Sewing Our Traditions: Dolls of Canada’s North will be on display at Dawson’s Dänojà Zho Cultural Centre until September 21, held over from the centre’s regular summer season so that it can be part of a school-related program.

Students at the Robert Service School (RSS) have already had one shot at doll making and the efforts of the Grade 4 class are part of the display that the centre has been running all summer, along with some local dolls from the Tr’ondëk Hwëch’in collection.

The travelling collection, containing dolls from the three northern territories, was assembled as part of the cultural display at the 2010 Olympics in Vancouver.

The work of 29 doll makers is featured, including Dawson’s own Dolores Anderson, and Yukon elders Pearl Keenan, Rachel Thompson and Annie Smith.

Dänojà Zho Manager Glenda Bolt notes that the territories have very similar themes even if the materials used to make the dolls are different.

There is a clear emphasis on winter clothing in the collection, and the detail work that went into the boots on all the dolls is a clear indication of how important good footwear is seen all across the North.

“The dolls really show how the cultures valued using everything they had—every scrap of bone, leather or fur,” she says.

“Look at that doll clothed in fish skin.
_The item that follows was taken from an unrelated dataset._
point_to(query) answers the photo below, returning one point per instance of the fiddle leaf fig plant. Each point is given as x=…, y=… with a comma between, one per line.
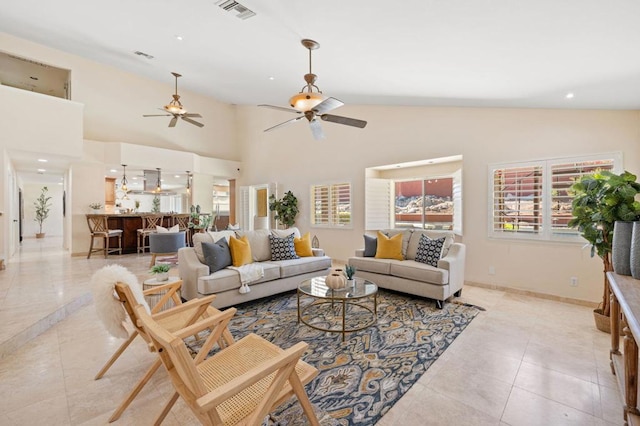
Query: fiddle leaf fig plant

Now that is using everything.

“It’s been charming quite a few of the kids. They just think it’s so funny that there are fish made out of fish skin.”

Dolores Anderson has been making dolls and other traditional crafts since she was a child. Photo by Dan Davidson

The doll in question is by a younger artist, Sarah Uppik, from Sanikiluaq, Nunavut. She often creates dolls that depict hunting.
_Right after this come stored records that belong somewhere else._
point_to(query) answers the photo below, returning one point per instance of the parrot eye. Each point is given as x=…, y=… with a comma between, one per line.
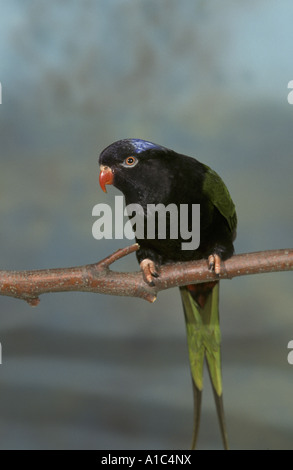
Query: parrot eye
x=130, y=161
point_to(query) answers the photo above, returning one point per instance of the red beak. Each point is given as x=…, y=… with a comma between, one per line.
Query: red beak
x=106, y=177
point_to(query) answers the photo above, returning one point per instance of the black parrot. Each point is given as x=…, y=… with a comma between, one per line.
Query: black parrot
x=148, y=173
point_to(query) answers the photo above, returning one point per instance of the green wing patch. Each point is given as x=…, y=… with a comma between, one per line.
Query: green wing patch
x=219, y=195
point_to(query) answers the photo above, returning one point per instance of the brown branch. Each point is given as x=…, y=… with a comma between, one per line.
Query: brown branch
x=98, y=278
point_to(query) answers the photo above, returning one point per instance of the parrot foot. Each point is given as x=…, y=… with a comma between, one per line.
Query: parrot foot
x=149, y=270
x=215, y=263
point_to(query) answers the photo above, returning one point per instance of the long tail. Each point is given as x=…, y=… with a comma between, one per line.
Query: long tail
x=201, y=310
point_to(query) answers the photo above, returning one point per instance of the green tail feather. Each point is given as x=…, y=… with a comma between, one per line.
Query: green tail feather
x=203, y=339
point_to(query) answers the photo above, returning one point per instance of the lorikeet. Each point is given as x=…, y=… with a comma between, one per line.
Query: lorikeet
x=148, y=173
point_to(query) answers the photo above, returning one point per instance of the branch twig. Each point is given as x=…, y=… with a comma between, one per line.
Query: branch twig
x=98, y=278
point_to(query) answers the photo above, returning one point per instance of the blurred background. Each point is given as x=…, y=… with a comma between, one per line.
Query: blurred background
x=85, y=371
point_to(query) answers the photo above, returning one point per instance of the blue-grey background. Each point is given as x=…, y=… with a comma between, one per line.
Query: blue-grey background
x=208, y=79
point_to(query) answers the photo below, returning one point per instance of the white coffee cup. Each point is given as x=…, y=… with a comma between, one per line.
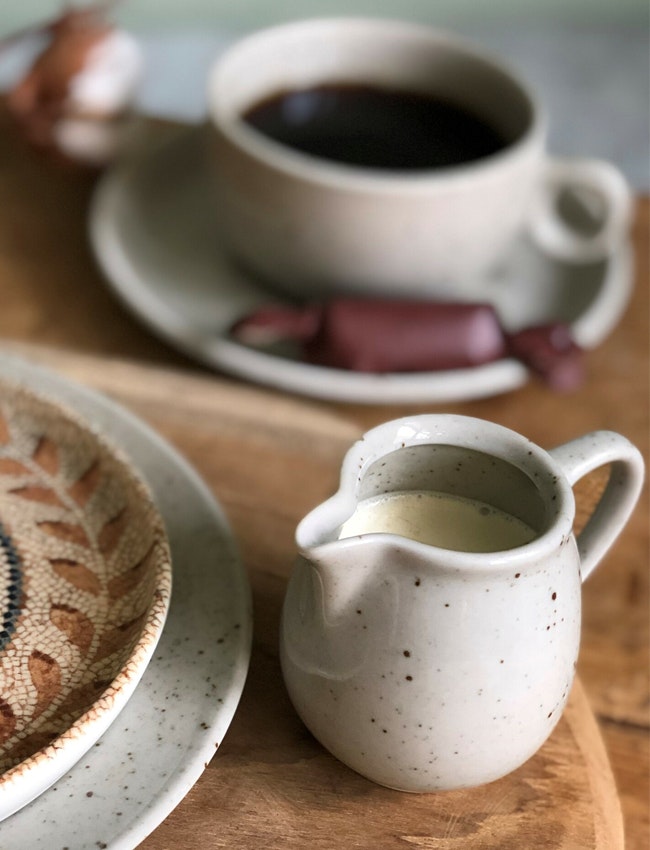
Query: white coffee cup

As the useful 60-page booklet that goes with the exhibit indicates, the origins of this handmade doll tradition has “a more serious adult purpose; teaching the children the skills that will be required when they grow up.”

In the past, when most things were hand made, children began to work alongside their parents and elders at a very early age, learning “how to scrape and tan hides, spin thread and weave it in to cloth, or sew boots with animal sinew… Making doll clothes was a way to learn these essential skills.”
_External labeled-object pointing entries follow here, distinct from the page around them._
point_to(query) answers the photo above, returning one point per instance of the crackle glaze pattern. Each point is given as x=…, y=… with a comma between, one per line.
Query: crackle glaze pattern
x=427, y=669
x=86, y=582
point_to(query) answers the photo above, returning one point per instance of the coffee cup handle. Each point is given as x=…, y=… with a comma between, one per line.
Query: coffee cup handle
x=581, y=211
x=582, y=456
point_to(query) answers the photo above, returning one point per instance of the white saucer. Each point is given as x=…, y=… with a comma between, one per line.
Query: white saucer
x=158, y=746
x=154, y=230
While the dolls originally had a practical purpose, today they are more often created as works of art that reflect Northern history, cultures and customs.

Lizzie Angootealuk, whose dolls are usually posed doing some traditional activity, is very specific about this in her comments.

“I try to capture my culture with my dolls.”

Yukon dolls tend to be made from moose and caribou along with a verity of furs from small animals. Many have a belt with the word “Yukon” spelled out across the waist.

Dolls from the Northwest Territories share the same basic materials, but also make the “Mother Hubbard” style of cloth clothing and use a lot of floral beadwork.

In Nunavut there are some of the same materials, but a lot more sealskin, fox and rabbit. The art had nearly died out there for a while, but was revived by a series of workshops in the first decade of this century.

Bolt says that the season-end visitors to the centre, which always include a heavier proportion of European travellers, are absolutely fascinated by the collection, and there have been some squeals of delight from women who collect dolls themselves.